H.B. 386 does away with both of those taxes and replaces them with a single 7 percent title fee that is charged whenever a car is registered in the state. (The fee will actually start at 6.5 percent and eventually increase to 7percent.)
All car sales will be subject to this, including sales between two private individuals; previously only sales by businesses were subject to sales tax. Sales between family members will not be affected.
"Aside from eliminating the politically-unpopular "birthday tax," this reform would increase state revenue by extending motor vehicle taxes to two types of vehicles not currently subject to Georgia's sales tax: vehicles sold between individuals ("casual sales") and autos purchased out of state," according to the budget policy institute analyst Wesley Tharpe.
Ginn Chevrolet Owner Billy Fortson said the change will level the playing field between official car dealers and individuals who buy and sell cars without a license.
"We have some people who are really in car business without a license and are not collecting sales taxes.
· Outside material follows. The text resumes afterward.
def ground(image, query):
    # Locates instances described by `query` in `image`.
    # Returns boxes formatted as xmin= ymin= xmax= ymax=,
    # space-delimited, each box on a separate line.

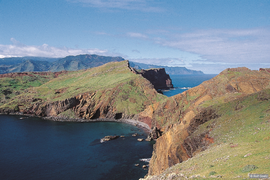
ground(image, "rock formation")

They'll buy cars on sale and then put it in their front yard and sell it for a profit and then do the same thing again," Fortson said.
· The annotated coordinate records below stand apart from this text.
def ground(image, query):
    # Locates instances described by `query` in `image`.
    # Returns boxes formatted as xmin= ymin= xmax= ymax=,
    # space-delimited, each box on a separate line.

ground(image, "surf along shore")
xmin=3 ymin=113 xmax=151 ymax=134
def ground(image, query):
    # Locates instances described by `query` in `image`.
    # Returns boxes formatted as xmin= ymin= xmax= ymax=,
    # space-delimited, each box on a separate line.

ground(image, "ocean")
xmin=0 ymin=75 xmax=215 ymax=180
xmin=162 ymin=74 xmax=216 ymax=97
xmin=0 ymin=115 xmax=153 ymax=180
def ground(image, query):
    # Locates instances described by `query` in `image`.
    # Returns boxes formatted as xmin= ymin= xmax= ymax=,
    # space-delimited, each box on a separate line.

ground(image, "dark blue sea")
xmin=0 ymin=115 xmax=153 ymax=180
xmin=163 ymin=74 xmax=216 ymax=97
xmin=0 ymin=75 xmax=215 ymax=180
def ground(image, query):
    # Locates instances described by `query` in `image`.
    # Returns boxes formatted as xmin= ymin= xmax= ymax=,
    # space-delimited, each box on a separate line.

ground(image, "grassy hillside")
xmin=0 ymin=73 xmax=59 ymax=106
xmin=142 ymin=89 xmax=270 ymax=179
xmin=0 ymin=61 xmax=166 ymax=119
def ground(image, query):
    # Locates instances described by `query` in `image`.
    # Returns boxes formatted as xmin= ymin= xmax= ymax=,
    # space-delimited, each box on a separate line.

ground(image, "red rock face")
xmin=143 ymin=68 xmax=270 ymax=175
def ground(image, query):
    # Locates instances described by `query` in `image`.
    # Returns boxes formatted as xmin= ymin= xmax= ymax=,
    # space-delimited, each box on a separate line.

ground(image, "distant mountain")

The budget policy institute estimates this will be the big revenue generator for the state, bringing in $503 million during the next three budget years and helping to offset many of the tax breaks included in the bill.
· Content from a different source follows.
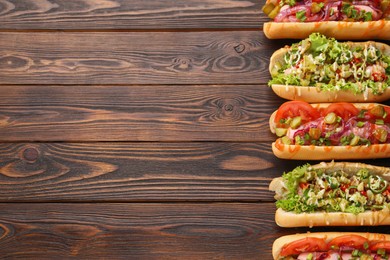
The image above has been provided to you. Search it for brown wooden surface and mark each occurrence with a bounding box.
[0,0,390,260]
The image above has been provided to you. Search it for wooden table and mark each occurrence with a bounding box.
[0,0,390,259]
While the bill will bring in money to the state, it is likely to greatly reduce revenue earned by local counties over time. Since the 7 percent sales tax and 7 percent title fee essentially cancel each other out, residents are saving money by not having to pay annual taxes on their car.
The state captures only a very small portion of that annual ad valorem, or property, tax; however, local governments depend on property taxes for much of their revenue. Currently, on a $20,000 car, the state would collect only $2 per year, while Newton County collects $87.28 per year.
As of calendar year 2011, the county had roughly 100,000 vehicles on its digest valued at $569 million, according to Chief Tax Appraiser Tommy Knight.
As of now, only new car purchases after March 1, 2013 will be on title fee system, but by 2023 all car owners will be taken off the annual property tax system, according to the budget policy institute.
Economic development measures
Local chamber officials and State Sen. Rick Jeffares, R-Locust Grove, said one of the most important elements in the bill is a provision that will eliminate taxes that industries pay on the energy they use in production.
According to the Georgia Budget Policy Institute, which analyzed the bill, Georgia is the only state in the southeast and one of only 10 states in the nation which still taxed energy used in manufacturing.
"I think Newton County is a big winner because of the manufacturing facilities we have. Doing away with the energy tax was a big component," said Jeffares. "I have heard of industries not coming here because surrounding states don't have an energy tax. I've also heard talk of companies saying if we don't do something (about the energy tax) they're leaving."
Hunter Hall, president of the Covington-Newton County Chamber of Commerce, agreed that the tax elimination would benefit Newton County, which has a large manufacturing base.
The tax will be phased out during the next four years, and is expected to reduce state revenue by $137 million once fully implemented. According to the budget policy institute, local governments will still be able to charge a 2 percent excise tax on energy, "which should help shield them from a potentially-sizable loss of revenue."
Another change that could have a slight negative effect on Newton County is the fact that film productions will now have to pay sales tax on products they buy in Georgia. Previously, companies received a sales tax exemption. However, the much more significant 30 percent income tax credit that productions received remained untouched. The 30 percent incentive is hailed as a major reason that more productions are filming in Georgia.
"Because it was all up or all down vote, the question we dealt with was would we rather help efforts to recruit industry or would we rather keep 7 percent sales tax exemption on products purchased for film production," Hall said. "We felt it was more beneficial to side with recruiting and retaining local industry than to have the sales tax exemption, because we knew they were going to keep the 30 percent incentive. But we did ask for opportunity to take out the loss of the sales tax exemption."